Tingkat pendidikan yang dimiliki oleh ibu juga berpengaruh terhadap pemilihan penggunaan kontrasepsi. Ibu yang memiliki pendidikan tinggi biasanya memiliki prilaku yang baik dalam menerima KB, sebaliknya ibu yang memiliki pendidikan rendah kurang baik dalam menerima KB. Dalam mengambil keputusan menjadi akseptor KB dibutuhkan biaya untuk membeli alat kontrasepsi. Kondisi lemahnya ekonomi keluarga memengaruhi daya beli keluarga termasuk membeli alat kontrasepsi. Keluarga miskin pada umumnya memiliki anggota keluarga yang cukup banyak dan memiliki kualitas kesehatan yang rendah. Hal ini menjadikan kemiskinan menghambat partisipasi masyarakat untuk meningkatkan cakupan KB (BKKBN, 2014). Jumlah anak yang dilahirkan hidup juga berkaitan erat dengan penggunaan alat kontrasepsi karena semakin banyak jumlah anak akan semakin cendrung mengalami risiko tinggi persalinan. Penelitian Satyawati (2012) di wilayah Indonesia Timur memperoleh hasil bahwa ada hubungan yang bermakna antara jumlah anak dengan penggunaan kontrasepsi yaitu ibu yang memiliki anak lebih dari 2 memiliki kemungkinan menggunakan kontrasepsi 2,42 kali dibanding dengan ibu yang tidak memiliki anak dan memiliki 1 anak.
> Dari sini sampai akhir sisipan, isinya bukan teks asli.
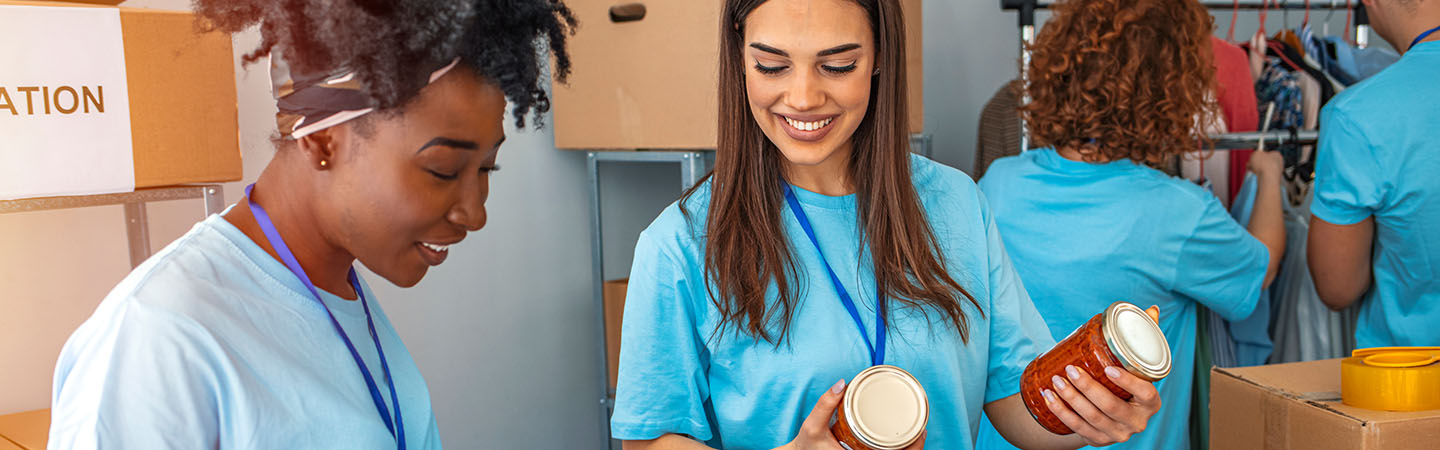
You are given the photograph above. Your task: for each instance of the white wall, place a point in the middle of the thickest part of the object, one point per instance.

Rendahnya akseptor KB di daerah kecamatan Arongan Lambalek Kabupaten Aceh Barat diketahuinya menjadi faktor penyebab tingginya angka kelahiran yang terjadi di wilayah tersebut dan banyak faktor yang memengaruhi ketidakikutsertaan pasangan usia subur menjadi akseptor keluarga berencana membuat peneliti ingin meneliti apakah yang menjadi determinan ketidakikutsertaan Pasangan Usia Subur

(PUS) menjadi akseptor Keluarga Berencana (KB) di Kecamatan Arongan Lambalek Kabupaten Aceh Barat tahun 2015. 1.2. Permasalahan Berdasarkan latar belakang diatas permasalahan dalam penelitian ini adalah rendahnya cakupan aseptor KB di Kecamatan Arongan Lambalek Kabupaten Aceh Barat yang berbanding terbalik dengan Provinsi Aceh yang sudah melewati batas cakupan nasional dan belum diketahuinya faktor penyebab PUS tidak ikut serta menjadi akseptor KB sehingga perlu dilakukan penelitian determinan ketidakikutsertaan Pasangan Usia Subur (PUS) menjadi akseptor Keluarga Berencana (KB) di Kecamatan Arongan Lambalek Kabupaten Aceh Barat tahun 2015. 1.3. Tujuan Penelitian Untuk menganalisis determinan ketidakikutsertaan Pasangan Usia Subur (PUS) menjadi akseptor Keluarga Berencana (KB) di Kecamatan Arongan Lambalek Kabupaten Aceh Barat tahun 2015. 1.4. Hipotesis Adanya pengaruh determinan ketidakikutsertaan Pasangan Usia Subur (PUS) menjadi akseptor Keluarga Berencana (KB) di Kecamatan Arongan Lambalek Kabupaten Aceh Barat tahun 2015.

1.5. Manfaat Penelitian Hasil penelitian ini diharapkan memberikan manfaat sebagai berikut : 1. Sebagai bahan masukan bagi kantor PP dan KS Kabupaten Aceh Barat khususnya Kecamatan Arongan Lambalek untuk dapat meningkatkan cakupan program KB. 2. Sebagai bahan masukan bagi Dinas Kesehatan Kabupaten Aceh Barat dalam meningkatkan keikutsertaan pasangan usia subur dalam program KB. 3. Sebagai masukan bagi peneliti selanjutnya untuk menjadi rujukan dengan judul yang hampir sesuai.